Experiments in Artificial Anemia Earn
George Hoyt Whipple
the 1934 Nobel Prize in Medicine

Experiments in Artificial Anemia Earn

George Hoyt Whipple

the 1934 Nobel Prize in Medicine

By Blaine Whipple, © 1998


George Hoyt Whipple, a Nobel Prize winner in physiology and medicine in 1934, graduated from Phillips Academy, Andover, MA (1896), Yale University (1900), and Johns Hopkins University medical department (1905). He was on the staff of Johns Hopkins as an instructor of pathology 1905-14, except for 1907, when he was a pathologist at the Ancon Hospital, Panama Canal Zone. His study of bile pigments beginning in 1908 led to his interest in the body's manufacture of the oxygen-carrying hemoglobin, an important element in the production of bile pigments.

Beginning in 1914, he taught research medicine at the University of California at San Francisco and began, with C.W. Hooper, director of the University's Hooper Foundation for Medical Research, a study on bile pigments (a mixture of yellow and green) and how they were affected by diets. He was dean of the medical school, 1920-21.

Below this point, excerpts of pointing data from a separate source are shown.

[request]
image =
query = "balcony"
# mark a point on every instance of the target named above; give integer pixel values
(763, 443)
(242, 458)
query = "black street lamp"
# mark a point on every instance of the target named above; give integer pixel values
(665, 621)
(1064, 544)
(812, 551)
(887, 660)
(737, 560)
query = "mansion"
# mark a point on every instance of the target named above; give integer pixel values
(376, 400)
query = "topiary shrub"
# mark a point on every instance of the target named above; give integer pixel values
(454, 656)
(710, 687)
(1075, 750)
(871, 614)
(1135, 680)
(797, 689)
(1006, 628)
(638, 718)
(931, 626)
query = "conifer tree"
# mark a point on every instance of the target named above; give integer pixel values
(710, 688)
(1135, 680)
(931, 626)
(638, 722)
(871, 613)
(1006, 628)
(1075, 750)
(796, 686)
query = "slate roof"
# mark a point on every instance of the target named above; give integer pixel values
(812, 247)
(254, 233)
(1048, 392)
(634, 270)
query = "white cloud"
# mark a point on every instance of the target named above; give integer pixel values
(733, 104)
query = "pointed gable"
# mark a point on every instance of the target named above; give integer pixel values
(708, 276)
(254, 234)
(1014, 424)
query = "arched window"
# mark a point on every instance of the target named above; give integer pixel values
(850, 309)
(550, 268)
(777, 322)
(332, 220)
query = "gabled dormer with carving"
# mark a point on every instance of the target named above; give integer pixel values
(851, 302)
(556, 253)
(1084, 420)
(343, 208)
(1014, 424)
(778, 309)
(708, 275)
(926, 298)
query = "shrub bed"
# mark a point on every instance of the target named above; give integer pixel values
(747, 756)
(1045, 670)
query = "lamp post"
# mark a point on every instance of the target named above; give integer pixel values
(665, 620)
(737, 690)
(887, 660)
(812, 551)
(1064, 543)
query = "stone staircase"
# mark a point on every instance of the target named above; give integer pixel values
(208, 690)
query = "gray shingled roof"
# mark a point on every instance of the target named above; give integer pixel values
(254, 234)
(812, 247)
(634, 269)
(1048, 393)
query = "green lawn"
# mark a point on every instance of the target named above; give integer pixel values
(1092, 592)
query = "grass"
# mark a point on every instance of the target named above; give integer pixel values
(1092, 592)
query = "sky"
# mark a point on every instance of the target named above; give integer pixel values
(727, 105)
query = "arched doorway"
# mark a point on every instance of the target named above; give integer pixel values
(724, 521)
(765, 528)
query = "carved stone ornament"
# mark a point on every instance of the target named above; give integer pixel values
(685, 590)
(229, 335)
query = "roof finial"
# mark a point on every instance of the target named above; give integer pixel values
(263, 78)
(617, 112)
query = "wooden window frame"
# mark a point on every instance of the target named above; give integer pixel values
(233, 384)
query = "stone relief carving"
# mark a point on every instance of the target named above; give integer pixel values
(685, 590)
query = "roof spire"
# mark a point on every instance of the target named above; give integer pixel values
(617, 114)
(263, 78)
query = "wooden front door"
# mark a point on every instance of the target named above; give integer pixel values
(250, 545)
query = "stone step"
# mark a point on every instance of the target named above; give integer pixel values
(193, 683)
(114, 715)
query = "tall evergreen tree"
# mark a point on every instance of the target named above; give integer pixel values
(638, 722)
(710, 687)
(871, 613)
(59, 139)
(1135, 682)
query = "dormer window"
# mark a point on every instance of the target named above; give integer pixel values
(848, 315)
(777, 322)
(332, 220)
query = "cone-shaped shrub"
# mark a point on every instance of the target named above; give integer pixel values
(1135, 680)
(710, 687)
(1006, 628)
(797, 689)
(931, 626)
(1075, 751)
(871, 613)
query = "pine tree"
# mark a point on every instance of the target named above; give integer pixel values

He began his studies on the effect of foods on the regeneration of blood cells and hemoglobin in 1918 and determined that liver was one of the best foods to stimulate the growth of new blood cells.

He became dean of the School of Medicine and Dentistry at the University of Rochester (1921-53) and professor of pathology (1921-55). His experiments in artificial anemia (1923-25) helped determine that iron is the most potent inorganic factor to form red blood cells. American doctors W. P. Murphy and G.R. Minot applied his findings to the treatment of pernicious anemia in man, and the three shared the 1934 Nobel Prize. He authored more than 200 publications on anemia, pigment metabolism, blood plasma proteins, bile salt metabolism, liver injury and repair, and related subjects.

George Hoyt Whipple was born in Ashland, NH, August 28, 1878, to Ashley Cooper Whipple (1952-80) and Frances Anna Hoyt (1857-1904). He died February 1, 1976, at Rochester, NY. His Whipple lineage appears in the Whipple Genweb.